The fix for Terry’s CV session was actually in BOTH places. I shipped v0.1.19 to handle the 3-run case correctly. Terry opened PowerPoint and rebuilt the column-0 cells to use consistent Shift+Enter + bold + italic structure. Both were necessary. Writer tolerance reduces the need for template discipline, but it doesn’t eliminate it. Template discipline reduces the need for writer tolerance, but it doesn’t eliminate that either. They meet in the middle.

The diagnostic primitive

The thing that unblocked the final few iterations wasn’t a writer fix. It was a diagnostic tool. v0.1.18’s per-cell inspect output lets you see the XML structure of every cell in a table — paras=N runs=M brs=K. When Terry ran it on his template and pasted the output:

(1,0) paras=1 runs=2 brs=1 chars=65 ★
(2,0) paras=1 runs=2 brs=1 chars=84 ★
(3,0) paras=1 runs=3 brs=1 chars=82 ★
(4,0) paras=1 runs=2 brs=1 chars=56 ★
(5,0) paras=1 runs=3 brs=2 chars=64 ★

I could see immediately which cells would render correctly (rows 1, 2, 4) and which wouldn’t (rows 3, 5). The diagnostic exposed the structural variation that was invisible in the rendered output. Without it, I was debugging blind — regenerate, open PowerPoint, squint, guess. With it, the fix was obvious within thirty seconds.

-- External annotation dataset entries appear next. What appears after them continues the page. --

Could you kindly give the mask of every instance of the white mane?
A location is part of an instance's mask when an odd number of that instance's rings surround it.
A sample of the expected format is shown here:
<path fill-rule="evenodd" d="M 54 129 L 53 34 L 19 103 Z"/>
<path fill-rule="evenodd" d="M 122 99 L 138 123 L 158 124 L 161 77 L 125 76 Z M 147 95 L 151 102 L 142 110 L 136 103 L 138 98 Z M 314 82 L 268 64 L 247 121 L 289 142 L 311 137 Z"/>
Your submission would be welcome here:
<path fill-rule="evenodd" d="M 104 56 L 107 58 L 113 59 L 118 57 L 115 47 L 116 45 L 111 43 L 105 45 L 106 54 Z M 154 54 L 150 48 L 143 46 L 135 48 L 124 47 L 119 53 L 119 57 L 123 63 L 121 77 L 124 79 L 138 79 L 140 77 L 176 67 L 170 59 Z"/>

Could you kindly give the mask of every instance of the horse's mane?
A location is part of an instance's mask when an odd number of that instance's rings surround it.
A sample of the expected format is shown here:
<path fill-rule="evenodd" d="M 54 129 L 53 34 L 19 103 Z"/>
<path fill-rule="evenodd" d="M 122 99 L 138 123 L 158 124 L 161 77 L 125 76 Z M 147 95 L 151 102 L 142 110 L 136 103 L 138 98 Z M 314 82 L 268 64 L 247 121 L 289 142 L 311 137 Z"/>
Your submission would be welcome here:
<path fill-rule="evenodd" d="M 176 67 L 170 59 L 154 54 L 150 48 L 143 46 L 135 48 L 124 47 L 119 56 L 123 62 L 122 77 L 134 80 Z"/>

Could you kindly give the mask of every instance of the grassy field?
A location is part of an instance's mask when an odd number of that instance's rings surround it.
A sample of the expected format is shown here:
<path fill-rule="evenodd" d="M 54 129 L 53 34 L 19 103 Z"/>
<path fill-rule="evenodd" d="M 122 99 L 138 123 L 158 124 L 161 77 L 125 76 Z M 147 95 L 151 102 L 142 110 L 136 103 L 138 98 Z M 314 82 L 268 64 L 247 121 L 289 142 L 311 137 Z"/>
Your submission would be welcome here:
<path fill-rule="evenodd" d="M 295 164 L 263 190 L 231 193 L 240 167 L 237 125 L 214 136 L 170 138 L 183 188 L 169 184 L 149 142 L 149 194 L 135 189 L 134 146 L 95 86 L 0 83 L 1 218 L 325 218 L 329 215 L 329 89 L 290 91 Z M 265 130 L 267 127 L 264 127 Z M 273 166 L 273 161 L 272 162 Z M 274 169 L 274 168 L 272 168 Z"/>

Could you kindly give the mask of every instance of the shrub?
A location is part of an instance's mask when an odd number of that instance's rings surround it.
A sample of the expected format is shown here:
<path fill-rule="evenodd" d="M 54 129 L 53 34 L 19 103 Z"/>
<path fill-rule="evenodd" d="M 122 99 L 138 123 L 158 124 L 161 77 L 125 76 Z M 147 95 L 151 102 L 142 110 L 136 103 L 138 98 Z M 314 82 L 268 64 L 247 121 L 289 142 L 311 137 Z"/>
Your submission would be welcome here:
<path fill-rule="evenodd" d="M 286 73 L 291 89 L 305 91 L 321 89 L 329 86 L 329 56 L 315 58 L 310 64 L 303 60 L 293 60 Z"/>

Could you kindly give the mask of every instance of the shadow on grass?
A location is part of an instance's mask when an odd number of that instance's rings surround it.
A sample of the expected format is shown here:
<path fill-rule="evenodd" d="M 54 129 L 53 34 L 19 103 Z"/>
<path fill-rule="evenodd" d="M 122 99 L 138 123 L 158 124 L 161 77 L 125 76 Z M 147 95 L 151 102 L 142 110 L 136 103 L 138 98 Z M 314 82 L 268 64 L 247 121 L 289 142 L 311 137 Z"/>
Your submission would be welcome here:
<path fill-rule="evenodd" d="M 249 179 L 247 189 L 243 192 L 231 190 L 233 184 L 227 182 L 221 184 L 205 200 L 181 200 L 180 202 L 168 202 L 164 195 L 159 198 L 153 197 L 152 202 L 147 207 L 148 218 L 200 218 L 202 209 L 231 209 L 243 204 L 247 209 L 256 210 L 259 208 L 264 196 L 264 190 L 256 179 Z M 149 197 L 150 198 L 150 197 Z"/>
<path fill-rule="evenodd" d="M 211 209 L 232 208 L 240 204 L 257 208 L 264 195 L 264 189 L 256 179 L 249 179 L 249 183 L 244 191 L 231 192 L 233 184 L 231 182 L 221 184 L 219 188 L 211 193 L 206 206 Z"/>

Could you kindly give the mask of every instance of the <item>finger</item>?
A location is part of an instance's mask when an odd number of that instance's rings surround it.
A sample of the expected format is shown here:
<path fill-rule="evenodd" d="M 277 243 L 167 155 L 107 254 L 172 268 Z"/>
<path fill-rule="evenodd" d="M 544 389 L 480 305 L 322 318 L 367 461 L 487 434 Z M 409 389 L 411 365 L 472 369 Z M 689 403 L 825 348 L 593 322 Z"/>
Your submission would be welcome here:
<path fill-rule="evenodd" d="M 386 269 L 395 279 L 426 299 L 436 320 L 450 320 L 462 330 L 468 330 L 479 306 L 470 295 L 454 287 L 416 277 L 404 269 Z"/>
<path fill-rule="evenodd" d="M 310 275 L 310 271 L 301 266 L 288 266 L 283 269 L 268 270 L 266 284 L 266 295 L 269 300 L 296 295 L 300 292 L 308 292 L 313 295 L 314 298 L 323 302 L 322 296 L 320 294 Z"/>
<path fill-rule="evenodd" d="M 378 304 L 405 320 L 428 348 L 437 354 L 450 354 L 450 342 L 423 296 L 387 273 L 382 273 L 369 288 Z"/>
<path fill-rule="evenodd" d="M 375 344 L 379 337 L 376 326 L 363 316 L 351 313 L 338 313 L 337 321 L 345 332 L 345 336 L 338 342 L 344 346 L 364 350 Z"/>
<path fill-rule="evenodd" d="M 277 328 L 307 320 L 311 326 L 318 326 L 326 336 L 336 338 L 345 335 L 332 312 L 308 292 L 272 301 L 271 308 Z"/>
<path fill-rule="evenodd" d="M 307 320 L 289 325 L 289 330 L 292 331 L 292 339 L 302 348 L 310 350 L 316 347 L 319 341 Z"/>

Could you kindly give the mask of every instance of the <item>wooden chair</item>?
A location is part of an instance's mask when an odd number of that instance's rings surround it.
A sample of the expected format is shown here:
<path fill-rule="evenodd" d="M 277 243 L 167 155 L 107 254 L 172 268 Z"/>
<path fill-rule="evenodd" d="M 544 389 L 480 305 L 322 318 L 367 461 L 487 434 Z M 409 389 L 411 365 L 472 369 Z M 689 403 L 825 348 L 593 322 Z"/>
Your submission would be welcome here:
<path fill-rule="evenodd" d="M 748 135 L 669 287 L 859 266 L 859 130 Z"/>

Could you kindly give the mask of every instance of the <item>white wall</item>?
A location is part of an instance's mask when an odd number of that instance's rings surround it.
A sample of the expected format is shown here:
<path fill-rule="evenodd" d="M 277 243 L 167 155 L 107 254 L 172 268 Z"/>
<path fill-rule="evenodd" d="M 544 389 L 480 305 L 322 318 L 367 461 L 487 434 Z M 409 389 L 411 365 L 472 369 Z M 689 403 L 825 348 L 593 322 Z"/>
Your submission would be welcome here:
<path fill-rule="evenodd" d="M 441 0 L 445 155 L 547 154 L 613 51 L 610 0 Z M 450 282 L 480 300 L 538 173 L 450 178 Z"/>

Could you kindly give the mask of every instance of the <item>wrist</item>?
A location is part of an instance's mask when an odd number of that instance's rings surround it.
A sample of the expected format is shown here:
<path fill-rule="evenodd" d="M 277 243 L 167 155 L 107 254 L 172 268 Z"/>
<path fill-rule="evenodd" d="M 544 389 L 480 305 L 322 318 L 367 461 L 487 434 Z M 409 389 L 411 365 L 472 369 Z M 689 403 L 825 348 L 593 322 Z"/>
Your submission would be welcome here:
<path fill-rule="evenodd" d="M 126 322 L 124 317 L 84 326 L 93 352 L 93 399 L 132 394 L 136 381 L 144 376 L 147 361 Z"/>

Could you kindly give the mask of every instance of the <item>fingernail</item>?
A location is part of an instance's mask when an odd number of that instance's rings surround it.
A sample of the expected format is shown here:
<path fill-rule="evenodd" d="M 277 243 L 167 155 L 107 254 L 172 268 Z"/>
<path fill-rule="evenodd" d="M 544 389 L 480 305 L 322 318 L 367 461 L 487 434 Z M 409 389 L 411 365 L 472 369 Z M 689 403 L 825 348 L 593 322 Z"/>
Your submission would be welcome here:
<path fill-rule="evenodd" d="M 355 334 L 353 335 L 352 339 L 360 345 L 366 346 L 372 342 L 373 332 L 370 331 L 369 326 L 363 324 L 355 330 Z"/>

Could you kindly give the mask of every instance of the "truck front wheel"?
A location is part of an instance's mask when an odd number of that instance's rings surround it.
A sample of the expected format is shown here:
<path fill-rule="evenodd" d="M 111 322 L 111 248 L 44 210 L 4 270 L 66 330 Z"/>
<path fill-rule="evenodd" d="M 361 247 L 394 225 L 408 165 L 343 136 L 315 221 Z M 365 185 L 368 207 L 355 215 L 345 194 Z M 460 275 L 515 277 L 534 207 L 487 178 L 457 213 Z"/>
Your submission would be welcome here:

Every template-driven tool needs this kind of diagnostic primitive. It’s not a feature, it’s the floor. If you can’t see the structure of the template, you can’t reason about why your tool is or isn’t preserving it.

Takeaway

Template-guided synthesis is a small, sharp design discipline. It’s tempting to fight the metaphor — to add knobs and config and “inject” operations until the tool feels like a generator. That path produces fragile tools that break on every new template.

The opposite discipline works better: trust the template, walk its structure, overwrite text content in-place, and surface diagnostics so the template’s structure is visible to the human doing the authoring. The template is the schema. The tool’s job is to preserve it, not replace it.

Seven PyPI releases in one afternoon is what it takes when you’re learning this in real time. The next template I hit, I’ll know to inspect the XML first, fix the template second, and only touch the tool code if the template’s already disciplined and something genuinely structural needs new primitives.

The tool: recombinase on PyPI. Public, MIT, personal infrastructure. Not a product — just an author who got tired of manually editing consultant CVs and built a template-guided pptx synthesiser that eventually learned to preserve bold+italic+soft-break cells without losing anyone’s font size to the default.